–¿Cómo está funcionando el llamado “canal verde” que anunció Massa?
El “canal verde” todavía no está reglamentado, sí existe el Decreto 277 -y el 284 que lo reglamenta- que es para el acceso a divisas para importaciones para las operadoras; también tenemos la Resolución 16 de la Aduana, llamada “Corredor de Vaca Muerta”, que básicamente se trata de un régimen que facilita las extensiones de destinaciones suspensivas de importación temporaria (DIT) para los bienes que ingresan con destino a la construcción del gasoducto. La Resolución 16 y la 19 con la que se amplió hacen que lo vinculado al corredor Vaca Muerta se trate con carácter de urgente. Hasta ahora, esto es lo único que tenemos normado. Del canal verde no hay nada aún.
–¿Cómo describirías el panorama del comercio exterior para Vaca Muerta?
Lo veo conflictivo por el nuevo Sistema de Importación de la República Argentina, el SIRA. Vemos una lentitud en la aprobación y acceso a las divisas. Sabemos que hay un 20% de aprobación de las SIRA presentadas con un informe de pago de las mismas de hasta más de 180 días. Con respecto a los bienes de capital, tenemos la experiencia de clientes que están con demoras. Entendemos que es una crisis pasajera, el nuevo sistema SIRA es un proceso que implica una transformación y que, como tal, lleva su tiempo.

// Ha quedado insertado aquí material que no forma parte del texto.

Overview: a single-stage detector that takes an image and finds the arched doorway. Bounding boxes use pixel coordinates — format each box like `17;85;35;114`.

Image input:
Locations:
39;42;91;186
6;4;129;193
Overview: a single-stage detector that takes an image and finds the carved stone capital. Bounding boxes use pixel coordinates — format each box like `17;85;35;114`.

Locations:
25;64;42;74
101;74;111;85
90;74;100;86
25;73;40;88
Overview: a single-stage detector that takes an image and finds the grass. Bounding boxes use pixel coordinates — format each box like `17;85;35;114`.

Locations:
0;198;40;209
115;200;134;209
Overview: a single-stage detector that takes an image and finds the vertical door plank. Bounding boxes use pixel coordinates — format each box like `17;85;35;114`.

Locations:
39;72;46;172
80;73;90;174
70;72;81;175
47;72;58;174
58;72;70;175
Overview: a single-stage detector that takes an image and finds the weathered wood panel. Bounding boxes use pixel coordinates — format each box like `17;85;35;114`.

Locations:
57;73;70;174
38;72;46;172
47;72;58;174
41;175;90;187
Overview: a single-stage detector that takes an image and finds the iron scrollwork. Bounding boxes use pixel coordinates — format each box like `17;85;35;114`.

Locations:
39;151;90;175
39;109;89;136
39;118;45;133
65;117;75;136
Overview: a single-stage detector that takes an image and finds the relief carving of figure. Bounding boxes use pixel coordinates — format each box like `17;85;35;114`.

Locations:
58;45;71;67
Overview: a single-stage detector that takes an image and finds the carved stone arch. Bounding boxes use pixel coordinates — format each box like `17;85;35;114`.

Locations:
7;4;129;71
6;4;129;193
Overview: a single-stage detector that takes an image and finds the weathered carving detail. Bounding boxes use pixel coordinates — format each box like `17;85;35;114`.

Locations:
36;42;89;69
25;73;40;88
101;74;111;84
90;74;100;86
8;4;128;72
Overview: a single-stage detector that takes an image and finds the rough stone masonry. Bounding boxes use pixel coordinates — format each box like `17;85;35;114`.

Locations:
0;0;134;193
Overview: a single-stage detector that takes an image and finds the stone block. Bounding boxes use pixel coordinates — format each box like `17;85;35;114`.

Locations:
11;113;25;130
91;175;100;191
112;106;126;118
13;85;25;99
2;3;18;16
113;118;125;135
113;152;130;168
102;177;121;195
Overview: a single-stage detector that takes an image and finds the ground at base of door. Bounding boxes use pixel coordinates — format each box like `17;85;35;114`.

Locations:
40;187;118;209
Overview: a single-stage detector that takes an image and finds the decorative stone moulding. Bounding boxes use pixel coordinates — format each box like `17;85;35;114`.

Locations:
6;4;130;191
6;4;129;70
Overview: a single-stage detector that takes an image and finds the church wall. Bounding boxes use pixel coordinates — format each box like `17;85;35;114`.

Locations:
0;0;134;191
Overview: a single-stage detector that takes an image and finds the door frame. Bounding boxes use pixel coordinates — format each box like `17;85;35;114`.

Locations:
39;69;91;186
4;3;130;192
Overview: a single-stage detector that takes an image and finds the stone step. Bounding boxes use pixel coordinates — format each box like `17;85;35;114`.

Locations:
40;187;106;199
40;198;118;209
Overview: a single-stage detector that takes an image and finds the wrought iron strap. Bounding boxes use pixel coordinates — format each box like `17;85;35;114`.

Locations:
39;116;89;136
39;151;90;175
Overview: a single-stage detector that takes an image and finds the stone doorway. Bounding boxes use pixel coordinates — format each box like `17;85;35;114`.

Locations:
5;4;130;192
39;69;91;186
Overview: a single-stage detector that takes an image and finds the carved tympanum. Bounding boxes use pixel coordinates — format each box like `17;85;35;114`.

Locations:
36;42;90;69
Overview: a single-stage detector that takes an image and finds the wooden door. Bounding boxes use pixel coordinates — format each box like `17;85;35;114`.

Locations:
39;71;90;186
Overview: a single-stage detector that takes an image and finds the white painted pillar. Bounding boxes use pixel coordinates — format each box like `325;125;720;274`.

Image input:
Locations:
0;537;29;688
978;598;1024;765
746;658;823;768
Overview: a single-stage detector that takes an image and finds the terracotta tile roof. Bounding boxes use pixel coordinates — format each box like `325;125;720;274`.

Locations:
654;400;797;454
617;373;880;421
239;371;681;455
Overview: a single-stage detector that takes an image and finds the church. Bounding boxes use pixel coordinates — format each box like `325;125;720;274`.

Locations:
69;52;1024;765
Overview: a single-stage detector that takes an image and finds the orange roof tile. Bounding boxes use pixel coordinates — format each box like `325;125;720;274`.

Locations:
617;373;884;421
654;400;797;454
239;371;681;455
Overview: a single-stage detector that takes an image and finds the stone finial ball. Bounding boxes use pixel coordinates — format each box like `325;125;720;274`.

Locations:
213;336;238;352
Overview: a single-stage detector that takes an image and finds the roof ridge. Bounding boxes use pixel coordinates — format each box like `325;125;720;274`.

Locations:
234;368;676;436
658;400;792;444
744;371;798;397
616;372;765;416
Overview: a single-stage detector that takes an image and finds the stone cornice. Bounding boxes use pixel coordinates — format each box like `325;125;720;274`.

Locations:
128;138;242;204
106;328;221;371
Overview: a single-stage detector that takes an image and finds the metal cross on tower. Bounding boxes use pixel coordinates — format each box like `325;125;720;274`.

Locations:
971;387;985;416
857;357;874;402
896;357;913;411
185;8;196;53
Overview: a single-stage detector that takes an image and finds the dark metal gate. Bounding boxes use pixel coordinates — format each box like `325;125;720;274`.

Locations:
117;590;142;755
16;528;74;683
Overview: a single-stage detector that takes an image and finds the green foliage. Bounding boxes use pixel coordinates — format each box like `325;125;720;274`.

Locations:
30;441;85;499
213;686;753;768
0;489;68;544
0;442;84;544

Creo que se está haciendo un muy buen trabajo en las cámaras, tanto nacionales como provinciales, para acercar las inquietudes de los importadores para contar la situación que está viviendo cada uno sobre la falta de insumos y de bienes de capital, que en algunos casos ya están en los depósitos fiscales en el país y están pendientes de aprobación. Entendemos que esto será pasajero, de otro modo diría que va a estar en alerta todo el sector por la falta de insumos.

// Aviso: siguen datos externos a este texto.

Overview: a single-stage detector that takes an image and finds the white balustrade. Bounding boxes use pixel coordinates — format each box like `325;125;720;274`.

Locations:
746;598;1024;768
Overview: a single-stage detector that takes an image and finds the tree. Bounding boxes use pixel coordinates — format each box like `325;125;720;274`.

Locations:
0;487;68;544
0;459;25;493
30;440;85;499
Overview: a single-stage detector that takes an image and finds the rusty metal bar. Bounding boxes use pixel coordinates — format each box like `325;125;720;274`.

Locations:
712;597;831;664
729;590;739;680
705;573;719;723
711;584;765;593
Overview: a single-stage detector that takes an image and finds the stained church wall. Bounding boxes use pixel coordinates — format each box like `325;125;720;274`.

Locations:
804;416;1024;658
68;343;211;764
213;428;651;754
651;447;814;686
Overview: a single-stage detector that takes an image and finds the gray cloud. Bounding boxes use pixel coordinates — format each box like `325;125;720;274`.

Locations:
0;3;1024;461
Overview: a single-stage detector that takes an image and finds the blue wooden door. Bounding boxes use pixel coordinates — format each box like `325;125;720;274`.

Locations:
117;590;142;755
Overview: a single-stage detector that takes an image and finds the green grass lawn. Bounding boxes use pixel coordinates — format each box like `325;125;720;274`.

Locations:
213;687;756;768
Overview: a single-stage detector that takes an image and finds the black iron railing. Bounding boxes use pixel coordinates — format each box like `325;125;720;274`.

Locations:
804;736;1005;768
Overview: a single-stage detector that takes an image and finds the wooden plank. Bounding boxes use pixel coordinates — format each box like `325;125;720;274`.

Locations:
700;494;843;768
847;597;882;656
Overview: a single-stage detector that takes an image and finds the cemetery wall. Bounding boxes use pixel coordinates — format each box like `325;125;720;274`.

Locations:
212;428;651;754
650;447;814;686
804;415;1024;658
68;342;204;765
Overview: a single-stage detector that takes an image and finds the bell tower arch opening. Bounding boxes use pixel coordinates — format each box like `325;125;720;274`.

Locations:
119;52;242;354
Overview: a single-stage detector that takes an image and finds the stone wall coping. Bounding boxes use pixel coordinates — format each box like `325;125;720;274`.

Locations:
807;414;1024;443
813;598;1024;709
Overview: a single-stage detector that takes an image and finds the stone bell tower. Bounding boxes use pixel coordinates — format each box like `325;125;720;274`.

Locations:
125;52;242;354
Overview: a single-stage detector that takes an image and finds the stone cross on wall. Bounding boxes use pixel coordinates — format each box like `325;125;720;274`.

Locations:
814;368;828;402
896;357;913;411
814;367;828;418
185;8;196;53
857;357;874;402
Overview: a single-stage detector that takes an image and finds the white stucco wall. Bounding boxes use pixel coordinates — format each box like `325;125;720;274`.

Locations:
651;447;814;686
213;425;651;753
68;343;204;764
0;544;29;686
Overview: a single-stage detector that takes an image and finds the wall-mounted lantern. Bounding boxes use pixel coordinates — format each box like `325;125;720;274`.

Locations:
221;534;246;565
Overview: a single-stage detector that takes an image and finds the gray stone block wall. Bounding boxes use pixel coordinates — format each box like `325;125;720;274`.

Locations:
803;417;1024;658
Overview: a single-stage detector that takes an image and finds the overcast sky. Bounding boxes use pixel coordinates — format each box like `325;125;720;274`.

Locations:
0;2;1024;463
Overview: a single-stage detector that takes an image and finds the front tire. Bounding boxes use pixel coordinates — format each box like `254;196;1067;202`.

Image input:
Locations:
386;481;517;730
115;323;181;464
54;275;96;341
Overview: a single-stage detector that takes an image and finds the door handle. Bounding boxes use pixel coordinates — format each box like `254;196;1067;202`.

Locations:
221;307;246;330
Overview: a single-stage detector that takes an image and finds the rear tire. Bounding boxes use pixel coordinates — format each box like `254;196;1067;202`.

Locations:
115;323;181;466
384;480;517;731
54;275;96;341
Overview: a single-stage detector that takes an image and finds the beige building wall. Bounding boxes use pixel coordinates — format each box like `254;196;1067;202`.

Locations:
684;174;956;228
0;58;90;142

–¿Cómo impactan las restricciones a las importaciones en la industria?
Para las pymes locales que están empezando a importar o que están arrancando después de las restricciones de la pandemia, vemos que no tienen acceso alguno. O, mejor dicho, si lo tienen es muy acotado -50.000 dólares por año- y eso hace que la mayoría de los proyectos queden caducos o en stand by.
En general, para los grandes importadores o proveedores de insumos para Vaca Muerta, vemos mucha demora en la aprobación de la SIRA y eso hace que comience a haber faltante de insumos y que los clientes estén preocupados.
Con las nuevas modalidades que pone el Banco Central como el pago de importaciones con dólares propios o cuentas en el exterior se logra facilitar la operación para algunos importadores. Pero eso no vale para la mayoría. Todo esto hace que hoy las mercaderías estén esperando documentar para completar su ingreso.
–¿Qué te dicen tus clientes?
Vemos que hay una fuerte preocupación masiva porque estas restricciones hacen que estén todos los proyectos en stand by o no pudiendo cumplir los contratos que han firmado con empresas de servicios u operadoras.